Direnişin Bestecisi: Dmitri Şostakoviç
Sosyalist vatan ve halk nerede dara düşse Şostakoviç orada biterdi. Nerede direniş yeşerse Şostakoviç besteleri hemen oracıkta filizleniverirdi.
“Bir gün, eserlerimin icrasını tamamladıktan sonra, şu küçük notu aldım: Ben savaşın nasıl korkunç bir şey olduğunu biliyorum ve be bu dehşeti yaşadığıma inanıyorum. Barışın ne kadar güzel bir şey olduğunu bana hatırlattığınız için size teşekkür ediyorum
Öyleyse, herkes savaşın ne kadar korkunç olduğunu anlasın! Herkes barışın ne kadar güzel olduğunu anlasın! İnsanlığın biricik dilini, bilimin ve sanatın dilini, kültürün dilini konuşan bizler, bunu her yerde hatırlamalıyız. Barış ve demokrasi için, sanatımızın güçlü ve güzel sesini, halkların cesur sesiyle birleştirmeliyiz.”
1949 New York Barış Konferansı konuşmasından
ŞOSTAKOVİÇ KİMDİR?
1906 yılında Sankt Petersburg’da doğan rus besteci Şostakoviç, 20. yüzyılın en önemli senfonilerini yazan bestecilerden biri olarak tanınır. Henüz 13 yaşındayken ülkenin en iyi müzik akademisi olarak gösterilen Petrograd Konservaturı’na başlamıştır. Büyük orkestra bestelerinde toplumcu gerçekçi sanat anlayışına ters düşmeyen biçimlerde lirizme ve dramatik güce yer veren Şostakoviç; film müziği, şarkı, caz dahil olmak üzere pek çok türde eserler vermiştir. İçinde bulunduğu zorlu dönemi eserlerine yansıtmak istemiş ve sanatın amacını küçük yaşlarda kavramıştır. Genç yaşına rağmen, dönemin güncel olaylarına müzikal olarak yanıt verebilmeyi başarmaktadır. Piyano ustalığının ve besteciliğinim yanı sıra SSCB Yüksek Sovyet Milletvekili ve Lenin Nişan sahibidir. İlk bestesi Devrim Kurbanlarının Anısına Cenaze Marşı’dır. Bu eser Rus işçi sınıfı öncülüğünde gerçekleşen Ekim Devrimine bir saygı duruşuydu.
CEPHELERDEN DUYULAN BİR SES: LENİNGRAD SENFONİSİ
Hitler’in SSBC’yi işgal planının en önemli hamlesi olan Barbarossa Harekatı Leningrad’a dayanmıştı. Yağma ihtimaline karşı müzeler boşaltılır ve sanatçılar şehirden tahliye edilirken, müziğin dehası Leningrad’da kalmayı tercih etti.

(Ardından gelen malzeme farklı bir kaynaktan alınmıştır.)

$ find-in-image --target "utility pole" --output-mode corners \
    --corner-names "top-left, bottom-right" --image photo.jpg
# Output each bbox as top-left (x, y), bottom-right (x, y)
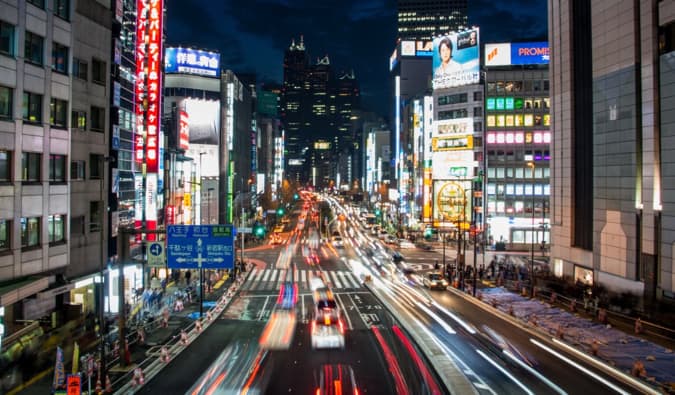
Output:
top-left (117, 227), bottom-right (166, 367)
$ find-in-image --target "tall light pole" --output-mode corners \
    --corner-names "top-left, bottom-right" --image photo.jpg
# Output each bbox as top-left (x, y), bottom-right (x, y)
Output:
top-left (193, 152), bottom-right (205, 318)
top-left (527, 162), bottom-right (535, 297)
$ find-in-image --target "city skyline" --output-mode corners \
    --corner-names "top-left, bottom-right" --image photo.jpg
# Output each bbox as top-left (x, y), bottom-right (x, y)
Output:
top-left (166, 0), bottom-right (547, 116)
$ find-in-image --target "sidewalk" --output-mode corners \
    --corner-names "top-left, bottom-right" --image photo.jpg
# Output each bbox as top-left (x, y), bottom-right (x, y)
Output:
top-left (14, 272), bottom-right (232, 395)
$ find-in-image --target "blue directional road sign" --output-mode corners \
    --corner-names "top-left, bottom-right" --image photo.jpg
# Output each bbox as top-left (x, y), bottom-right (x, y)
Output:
top-left (166, 225), bottom-right (236, 269)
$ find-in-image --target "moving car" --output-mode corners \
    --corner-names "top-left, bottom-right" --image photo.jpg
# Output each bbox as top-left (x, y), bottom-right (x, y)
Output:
top-left (422, 272), bottom-right (448, 289)
top-left (314, 364), bottom-right (359, 395)
top-left (331, 236), bottom-right (344, 248)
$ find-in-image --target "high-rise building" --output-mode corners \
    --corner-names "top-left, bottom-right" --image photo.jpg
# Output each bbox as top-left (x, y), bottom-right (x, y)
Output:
top-left (66, 0), bottom-right (112, 313)
top-left (549, 0), bottom-right (675, 303)
top-left (280, 39), bottom-right (359, 187)
top-left (280, 36), bottom-right (309, 180)
top-left (397, 0), bottom-right (468, 41)
top-left (0, 1), bottom-right (73, 334)
top-left (484, 42), bottom-right (551, 255)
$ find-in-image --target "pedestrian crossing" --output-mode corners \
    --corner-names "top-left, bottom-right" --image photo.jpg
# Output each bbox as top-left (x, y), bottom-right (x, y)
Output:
top-left (241, 268), bottom-right (362, 292)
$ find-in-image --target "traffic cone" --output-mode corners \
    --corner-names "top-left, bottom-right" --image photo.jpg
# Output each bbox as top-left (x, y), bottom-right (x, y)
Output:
top-left (105, 374), bottom-right (112, 394)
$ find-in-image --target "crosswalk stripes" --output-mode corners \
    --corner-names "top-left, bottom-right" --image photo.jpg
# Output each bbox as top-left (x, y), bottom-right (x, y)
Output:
top-left (242, 268), bottom-right (361, 291)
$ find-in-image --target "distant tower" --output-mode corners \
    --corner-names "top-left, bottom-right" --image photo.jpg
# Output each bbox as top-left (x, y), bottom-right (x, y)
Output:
top-left (398, 0), bottom-right (468, 41)
top-left (280, 36), bottom-right (309, 181)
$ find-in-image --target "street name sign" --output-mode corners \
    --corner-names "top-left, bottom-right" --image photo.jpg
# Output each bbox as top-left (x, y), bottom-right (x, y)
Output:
top-left (166, 225), bottom-right (237, 269)
top-left (148, 241), bottom-right (166, 267)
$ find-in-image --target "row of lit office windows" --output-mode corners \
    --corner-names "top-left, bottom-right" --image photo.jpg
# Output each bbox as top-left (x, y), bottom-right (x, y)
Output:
top-left (485, 96), bottom-right (551, 111)
top-left (0, 150), bottom-right (103, 184)
top-left (486, 113), bottom-right (551, 128)
top-left (0, 214), bottom-right (66, 254)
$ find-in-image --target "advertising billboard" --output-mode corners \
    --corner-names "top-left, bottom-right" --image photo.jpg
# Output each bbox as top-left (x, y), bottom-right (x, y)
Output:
top-left (431, 150), bottom-right (476, 180)
top-left (164, 47), bottom-right (220, 77)
top-left (485, 41), bottom-right (550, 67)
top-left (134, 0), bottom-right (164, 240)
top-left (178, 110), bottom-right (190, 150)
top-left (179, 99), bottom-right (220, 145)
top-left (432, 28), bottom-right (480, 89)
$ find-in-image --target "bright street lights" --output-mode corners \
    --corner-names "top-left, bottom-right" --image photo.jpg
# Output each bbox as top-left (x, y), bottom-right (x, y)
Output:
top-left (527, 162), bottom-right (535, 297)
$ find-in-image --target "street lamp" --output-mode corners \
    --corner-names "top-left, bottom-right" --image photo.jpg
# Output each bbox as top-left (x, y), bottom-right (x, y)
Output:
top-left (527, 162), bottom-right (535, 297)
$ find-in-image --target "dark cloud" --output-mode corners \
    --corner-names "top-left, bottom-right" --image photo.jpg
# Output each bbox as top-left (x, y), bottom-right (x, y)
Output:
top-left (166, 0), bottom-right (547, 115)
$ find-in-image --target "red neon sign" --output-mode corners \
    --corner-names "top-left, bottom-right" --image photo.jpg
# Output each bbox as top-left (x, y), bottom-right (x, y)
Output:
top-left (134, 0), bottom-right (164, 173)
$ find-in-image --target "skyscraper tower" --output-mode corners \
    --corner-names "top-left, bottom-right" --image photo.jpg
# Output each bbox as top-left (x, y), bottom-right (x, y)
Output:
top-left (398, 0), bottom-right (468, 41)
top-left (280, 36), bottom-right (309, 182)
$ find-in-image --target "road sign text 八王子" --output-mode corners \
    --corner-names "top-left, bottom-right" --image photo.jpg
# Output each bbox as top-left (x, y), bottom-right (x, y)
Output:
top-left (166, 225), bottom-right (236, 269)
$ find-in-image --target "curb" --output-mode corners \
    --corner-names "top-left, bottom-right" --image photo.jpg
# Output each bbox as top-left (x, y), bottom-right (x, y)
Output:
top-left (447, 287), bottom-right (661, 394)
top-left (113, 265), bottom-right (251, 395)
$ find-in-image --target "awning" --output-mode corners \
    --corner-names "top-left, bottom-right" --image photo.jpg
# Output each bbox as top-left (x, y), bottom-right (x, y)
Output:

Hiç küçümsemeden itfaiyecileri yetiştirmek üzere görev aldı. Daha sonra siper kazma işlerine katıldı. Ama o bütün bu işleri yaparken kafasında notalar yazmaya devam ediyordu. Kendi deyimiyle nota yazmadan duramıyordu. Faşist Alman işgali 900 gün sürmüştü. Şostakoviç kuşatma altında 7. Senfoniyi (Leningrad Senfonisi) yazdı. Bu eser son derece zor şartlarda (9 Ağustos 1942) işgal altındaki kente dinletildi. Dünyada buna benzer bir konser daha önce yaşanmamıştı. Sovyet halkını cesaretlendiren eser Nazilerin moralini bozdu. Zira kayda alınan senfoni, cephede hem Alman hem de Sovyet askerlerine dinletiliyordu. Şostakoviç, senfonisiyle Leningrad’ın acısını notalara dökmüş ve tüm Sovyet halkına dayanma gücü vermişti. Yarattığı muazzam propaganda etkisinin yanı sıra Leningrad halkının morali üzerinde de olumlu bir etki bıraktı. Senfoni, işgale karşı başlatılan büyük ulusal direnişin en güçlü sembollerinden biri oldu.
DİRENİŞİN BESTECİSİ
Şostakoviç sıkı bir komünist, sıkı bir parti üyesi, sıkı bir Marksist, sıkı bir Lenin ya da Stalin taraftarı değildi elbette. O da diğer birçok Rus aydını gibi toplumsal değişme ve devrimler karşısında gelgitler, iç sarsıntılar yaşadı. Ama ne Sovyetler/Sovyet halkları ona sırt döndü ne de o anayurduna. Çünkü sosyalist vatan ve halk nerde dara düşse Şostakoviç orda biterdi. Nerede direniş yeşerse Şostakoviç besteleri hemen oracıkta filizleniverirdi.